Segundo o ex-comandante, naquele período ele considerava a anulação das condenações de Lula uma quebra do Estado Democrático de Direito. Baptista Júnior afirmou ainda que não imaginava que Bolsonaro pudesse tentar subverter a ordem democrática após uma eventual derrota nas urnas.
Durante o governo Bolsonaro, o brigadeiro foi alvo de críticas por manifestações nas redes sociais e também pela proximidade institucional mantida com o então presidente. Ele sustenta, no entanto, que nunca deu sinais de apoio a uma ruptura democrática e afirma não se arrepender da relação institucional que manteve com Bolsonaro enquanto estava no comando da Aeronáutica.
Condenação e papel das Forças Armadas
Ao comentar a condenação de Bolsonaro pela Justiça, Baptista Júnior evitou avaliar se a pena aplicada ao ex-presidente foi ou não necessária. Para ele, essa análise cabe ao Poder Judiciário e ao meio político.
O ex-comandante, porém, considera possível discutir uma eventual revisão das penas aplicadas a alguns dos condenados no processo relacionado à trama golpista.
Baptista Júnior também defendeu que as Forças Armadas não sejam tratadas como um bloco político.

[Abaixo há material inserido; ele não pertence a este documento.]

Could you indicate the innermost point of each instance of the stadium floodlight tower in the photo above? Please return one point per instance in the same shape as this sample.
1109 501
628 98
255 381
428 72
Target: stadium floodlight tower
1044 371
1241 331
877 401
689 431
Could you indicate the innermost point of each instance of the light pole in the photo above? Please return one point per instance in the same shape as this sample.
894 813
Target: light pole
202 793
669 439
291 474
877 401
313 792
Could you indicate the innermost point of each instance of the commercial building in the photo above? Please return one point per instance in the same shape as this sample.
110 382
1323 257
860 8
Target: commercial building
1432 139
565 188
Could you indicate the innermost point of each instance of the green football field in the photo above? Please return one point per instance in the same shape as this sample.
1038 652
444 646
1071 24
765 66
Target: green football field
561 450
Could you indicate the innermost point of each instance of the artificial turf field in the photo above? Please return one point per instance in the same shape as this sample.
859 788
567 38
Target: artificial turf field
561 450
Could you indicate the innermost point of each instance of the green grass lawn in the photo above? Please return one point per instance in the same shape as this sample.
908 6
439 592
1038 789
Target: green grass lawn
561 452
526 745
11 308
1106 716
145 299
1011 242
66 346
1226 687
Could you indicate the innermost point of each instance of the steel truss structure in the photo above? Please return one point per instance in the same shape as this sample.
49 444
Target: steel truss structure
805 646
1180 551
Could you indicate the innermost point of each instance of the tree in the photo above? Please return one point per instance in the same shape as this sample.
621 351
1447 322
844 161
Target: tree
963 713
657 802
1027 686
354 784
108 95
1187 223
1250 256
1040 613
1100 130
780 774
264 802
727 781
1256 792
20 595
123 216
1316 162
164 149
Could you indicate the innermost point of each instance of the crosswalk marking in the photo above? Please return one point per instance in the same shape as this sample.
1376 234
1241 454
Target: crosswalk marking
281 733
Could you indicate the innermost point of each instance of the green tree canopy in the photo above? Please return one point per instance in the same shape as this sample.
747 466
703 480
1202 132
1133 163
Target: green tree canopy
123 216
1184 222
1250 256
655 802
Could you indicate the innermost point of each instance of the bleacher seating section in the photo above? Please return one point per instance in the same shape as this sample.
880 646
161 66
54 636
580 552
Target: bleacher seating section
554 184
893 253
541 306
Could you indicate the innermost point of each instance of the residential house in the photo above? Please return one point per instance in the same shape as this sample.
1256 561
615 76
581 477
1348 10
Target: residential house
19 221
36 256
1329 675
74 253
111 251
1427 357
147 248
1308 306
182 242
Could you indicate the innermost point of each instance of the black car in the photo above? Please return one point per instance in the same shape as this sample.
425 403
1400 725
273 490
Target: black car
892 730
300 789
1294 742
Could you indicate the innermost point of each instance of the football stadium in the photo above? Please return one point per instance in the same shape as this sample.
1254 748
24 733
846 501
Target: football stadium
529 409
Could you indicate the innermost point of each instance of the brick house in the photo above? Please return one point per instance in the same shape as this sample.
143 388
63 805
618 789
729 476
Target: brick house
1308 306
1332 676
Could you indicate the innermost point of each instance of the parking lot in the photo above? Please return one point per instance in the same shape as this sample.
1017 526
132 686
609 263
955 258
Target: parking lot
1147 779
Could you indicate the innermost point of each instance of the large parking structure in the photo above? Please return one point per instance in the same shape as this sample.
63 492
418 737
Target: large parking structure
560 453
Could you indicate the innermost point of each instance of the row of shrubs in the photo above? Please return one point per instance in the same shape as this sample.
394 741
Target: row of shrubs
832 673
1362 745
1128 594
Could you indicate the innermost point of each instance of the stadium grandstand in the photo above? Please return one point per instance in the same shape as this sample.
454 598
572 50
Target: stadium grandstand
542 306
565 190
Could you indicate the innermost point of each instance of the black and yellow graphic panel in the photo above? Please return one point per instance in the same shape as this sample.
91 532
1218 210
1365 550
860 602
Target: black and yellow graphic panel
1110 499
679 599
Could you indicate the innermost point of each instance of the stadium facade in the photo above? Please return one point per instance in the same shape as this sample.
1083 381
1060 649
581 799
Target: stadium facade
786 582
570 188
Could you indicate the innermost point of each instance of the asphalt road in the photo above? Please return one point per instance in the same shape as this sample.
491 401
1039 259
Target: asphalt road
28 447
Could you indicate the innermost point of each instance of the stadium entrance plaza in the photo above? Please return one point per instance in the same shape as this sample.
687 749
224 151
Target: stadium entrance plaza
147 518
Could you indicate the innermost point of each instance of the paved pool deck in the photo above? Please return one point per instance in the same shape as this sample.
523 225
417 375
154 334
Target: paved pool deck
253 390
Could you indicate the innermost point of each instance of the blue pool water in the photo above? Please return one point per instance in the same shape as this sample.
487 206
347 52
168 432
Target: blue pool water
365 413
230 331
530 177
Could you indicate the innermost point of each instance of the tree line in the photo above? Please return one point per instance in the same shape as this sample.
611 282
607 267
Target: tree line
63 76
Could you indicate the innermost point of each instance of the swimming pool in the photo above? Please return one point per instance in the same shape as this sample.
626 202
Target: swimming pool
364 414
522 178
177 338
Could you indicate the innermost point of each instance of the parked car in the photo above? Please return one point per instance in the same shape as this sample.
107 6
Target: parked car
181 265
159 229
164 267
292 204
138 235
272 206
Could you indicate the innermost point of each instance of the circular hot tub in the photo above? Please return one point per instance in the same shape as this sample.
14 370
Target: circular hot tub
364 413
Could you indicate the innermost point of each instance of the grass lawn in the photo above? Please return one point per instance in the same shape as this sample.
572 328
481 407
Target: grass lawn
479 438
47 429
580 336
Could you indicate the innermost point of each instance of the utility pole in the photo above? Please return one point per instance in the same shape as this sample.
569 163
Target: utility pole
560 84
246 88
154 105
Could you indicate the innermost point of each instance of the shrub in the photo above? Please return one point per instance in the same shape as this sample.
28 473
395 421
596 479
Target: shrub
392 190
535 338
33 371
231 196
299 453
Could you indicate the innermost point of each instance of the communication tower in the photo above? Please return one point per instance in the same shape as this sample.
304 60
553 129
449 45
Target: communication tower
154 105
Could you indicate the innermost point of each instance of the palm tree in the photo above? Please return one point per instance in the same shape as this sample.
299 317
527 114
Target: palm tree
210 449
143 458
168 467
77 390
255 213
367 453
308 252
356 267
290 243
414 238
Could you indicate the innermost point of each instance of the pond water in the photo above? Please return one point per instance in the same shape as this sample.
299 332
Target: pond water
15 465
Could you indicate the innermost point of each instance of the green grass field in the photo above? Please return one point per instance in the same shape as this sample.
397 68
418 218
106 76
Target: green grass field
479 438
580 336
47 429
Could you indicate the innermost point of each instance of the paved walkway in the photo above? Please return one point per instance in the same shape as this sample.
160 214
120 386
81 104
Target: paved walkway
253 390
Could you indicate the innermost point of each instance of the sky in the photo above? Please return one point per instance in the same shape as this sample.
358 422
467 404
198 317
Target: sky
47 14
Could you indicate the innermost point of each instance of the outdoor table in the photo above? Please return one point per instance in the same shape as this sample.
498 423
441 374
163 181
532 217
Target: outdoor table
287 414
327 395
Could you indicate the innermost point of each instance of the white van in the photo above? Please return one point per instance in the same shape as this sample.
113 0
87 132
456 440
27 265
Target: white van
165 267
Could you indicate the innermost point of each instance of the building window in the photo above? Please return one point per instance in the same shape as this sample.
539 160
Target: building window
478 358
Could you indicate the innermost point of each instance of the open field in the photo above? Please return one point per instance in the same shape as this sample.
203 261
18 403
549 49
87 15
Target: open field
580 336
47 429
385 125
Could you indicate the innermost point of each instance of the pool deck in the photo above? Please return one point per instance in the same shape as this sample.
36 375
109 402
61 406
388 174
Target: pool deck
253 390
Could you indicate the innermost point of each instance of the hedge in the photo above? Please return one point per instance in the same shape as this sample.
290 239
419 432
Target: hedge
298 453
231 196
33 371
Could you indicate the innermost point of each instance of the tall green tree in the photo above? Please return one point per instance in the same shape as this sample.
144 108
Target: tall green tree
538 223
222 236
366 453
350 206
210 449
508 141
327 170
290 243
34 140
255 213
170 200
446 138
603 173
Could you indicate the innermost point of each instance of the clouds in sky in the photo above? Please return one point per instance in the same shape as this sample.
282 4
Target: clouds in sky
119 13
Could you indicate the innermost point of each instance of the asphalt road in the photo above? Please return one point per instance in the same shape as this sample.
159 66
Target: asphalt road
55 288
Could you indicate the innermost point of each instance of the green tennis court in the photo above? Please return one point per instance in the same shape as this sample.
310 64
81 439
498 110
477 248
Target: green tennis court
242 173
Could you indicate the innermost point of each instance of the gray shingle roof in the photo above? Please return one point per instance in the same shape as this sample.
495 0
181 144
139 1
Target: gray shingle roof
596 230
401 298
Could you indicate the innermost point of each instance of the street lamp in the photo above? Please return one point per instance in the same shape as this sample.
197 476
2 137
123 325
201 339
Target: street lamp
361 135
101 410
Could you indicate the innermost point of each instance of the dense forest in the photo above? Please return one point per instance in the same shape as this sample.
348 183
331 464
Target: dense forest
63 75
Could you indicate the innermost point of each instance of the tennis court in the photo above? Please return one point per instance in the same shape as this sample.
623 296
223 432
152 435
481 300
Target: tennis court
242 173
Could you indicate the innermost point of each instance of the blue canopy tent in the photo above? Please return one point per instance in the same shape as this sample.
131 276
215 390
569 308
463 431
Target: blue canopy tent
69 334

Na avaliação do brigadeiro, uma das maneiras de impedir que episódios semelhantes ocorram novamente é ampliar o conhecimento sobre a história brasileira e reforçar entre os militares a compreensão sobre os limites de sua atuação institucional.
Para o ex-comandante, não existem atalhos legítimos para romper a ordem democrática. Ele também afirmou que integrantes de sua geração, formada no contexto político e militar da década de 1960, não devem assumir papel de protagonismo político no país.
Na avaliação de Baptista Júnior, a atuação das Forças Armadas deve permanecer submetida à Constituição, à legalidade e às instituições democráticas.